A darne notizia sono i parlamentari di Fratelli d’Italia eletti in Abruzzo Guido Liris, Etel Sigismondi, Guerino Testa, Fabio Roscani e Rachele Silvestri, dopo l’approvazione del decreto Pubblica amministrazione. «La questura dell’Aquila torna ad avere la centralità che merita», scrivono i parlamentari in una nota. «Il risultato non era scontato. Abbiamo vigilato che non ci fossero intoppi nell’iter che il decreto stava percorrendo, già pronti, nel caso fosse servito, a intervenire in fase di conversione con una azione emendativa. Questo non è stato necessario. Lo dobbiamo al governo Meloni che, dopo anni ristabilisce la “classificazione” perduta con il governo Conte I, che comporta, tra le altre cose, maggiori unità in pianta organica. Questo significa un ritorno in prima fascia della questura aquilana, quello cioè che compete a un capoluogo di regione come quello abruzzese, 40 unità di personale in più che rappresentano maggiore sicurezza e presidio del territorio».

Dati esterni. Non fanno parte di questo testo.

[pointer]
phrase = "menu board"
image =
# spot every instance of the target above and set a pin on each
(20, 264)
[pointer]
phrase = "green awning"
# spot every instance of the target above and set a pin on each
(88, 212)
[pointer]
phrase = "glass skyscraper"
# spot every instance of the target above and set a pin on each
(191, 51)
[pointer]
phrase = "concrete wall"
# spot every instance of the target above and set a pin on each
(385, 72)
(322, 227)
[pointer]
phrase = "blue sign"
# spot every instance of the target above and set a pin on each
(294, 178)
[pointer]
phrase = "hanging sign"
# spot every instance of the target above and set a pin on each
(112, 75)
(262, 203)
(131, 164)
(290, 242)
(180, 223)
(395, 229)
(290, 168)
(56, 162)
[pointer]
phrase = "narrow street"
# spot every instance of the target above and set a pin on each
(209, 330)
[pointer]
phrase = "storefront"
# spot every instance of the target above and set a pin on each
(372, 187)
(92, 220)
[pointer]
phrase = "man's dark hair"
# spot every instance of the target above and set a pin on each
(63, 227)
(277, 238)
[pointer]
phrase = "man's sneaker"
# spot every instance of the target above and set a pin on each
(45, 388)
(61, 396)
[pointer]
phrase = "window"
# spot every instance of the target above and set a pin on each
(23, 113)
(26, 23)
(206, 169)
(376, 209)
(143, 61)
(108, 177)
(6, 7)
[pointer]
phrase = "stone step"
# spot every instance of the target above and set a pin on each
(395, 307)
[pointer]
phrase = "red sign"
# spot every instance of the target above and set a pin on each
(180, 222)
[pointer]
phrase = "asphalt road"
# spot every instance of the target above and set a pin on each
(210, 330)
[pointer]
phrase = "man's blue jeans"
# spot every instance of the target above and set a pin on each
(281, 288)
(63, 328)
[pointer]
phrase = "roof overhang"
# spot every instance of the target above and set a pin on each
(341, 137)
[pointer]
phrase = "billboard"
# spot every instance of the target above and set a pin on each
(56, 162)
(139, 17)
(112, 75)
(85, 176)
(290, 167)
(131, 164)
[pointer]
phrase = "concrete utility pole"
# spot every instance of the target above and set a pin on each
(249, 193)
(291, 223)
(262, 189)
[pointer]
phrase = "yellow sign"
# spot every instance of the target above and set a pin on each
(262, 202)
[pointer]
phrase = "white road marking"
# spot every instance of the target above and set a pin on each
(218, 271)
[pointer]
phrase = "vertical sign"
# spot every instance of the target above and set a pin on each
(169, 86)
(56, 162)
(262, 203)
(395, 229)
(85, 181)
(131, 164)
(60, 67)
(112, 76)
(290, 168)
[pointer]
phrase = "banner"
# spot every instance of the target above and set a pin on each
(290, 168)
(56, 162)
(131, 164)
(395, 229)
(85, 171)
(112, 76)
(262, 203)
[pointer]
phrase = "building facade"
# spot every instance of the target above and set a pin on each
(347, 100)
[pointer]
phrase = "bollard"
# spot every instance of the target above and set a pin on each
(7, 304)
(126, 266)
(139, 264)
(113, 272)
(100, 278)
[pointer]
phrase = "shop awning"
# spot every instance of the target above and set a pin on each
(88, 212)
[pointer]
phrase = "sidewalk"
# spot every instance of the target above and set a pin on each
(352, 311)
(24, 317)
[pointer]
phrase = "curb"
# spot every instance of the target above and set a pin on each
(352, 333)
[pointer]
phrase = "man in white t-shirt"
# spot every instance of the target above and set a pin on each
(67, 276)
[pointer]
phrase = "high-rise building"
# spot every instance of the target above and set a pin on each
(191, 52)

Immediata la replica del Partito democratico alle parole dei parlamentari FdI e a quelle di 24 ore prima del sindaco Pierluigi Biondi. «È l’ultima frontiera della propaganda politica», attacca il Pd aquilano. «Il governo di turno a trazione centrodestra adotta provvedimenti penalizzanti per il territorio, per poi festeggiare, intestandosi il risultato, allorquando si fa marcia indietro. Una sorta di coazione a ripetere: creo il problema, risolvo il problema che ho creato. Fu infatti l’allora governo Conte I, con Matteo Salvini ministro dell’Interno a declassare la questura. E Biondi si affrettò a dichiarare che “l’organico e le prerogative sarebbero rimaste inalterate”, anzi “la nuova classificazione” avrebbe garantito “una maggiore permanenza dei questori in città”. Quattro anni dopo, lo stesso Biondi festeggia per il ripristino della fascia alta».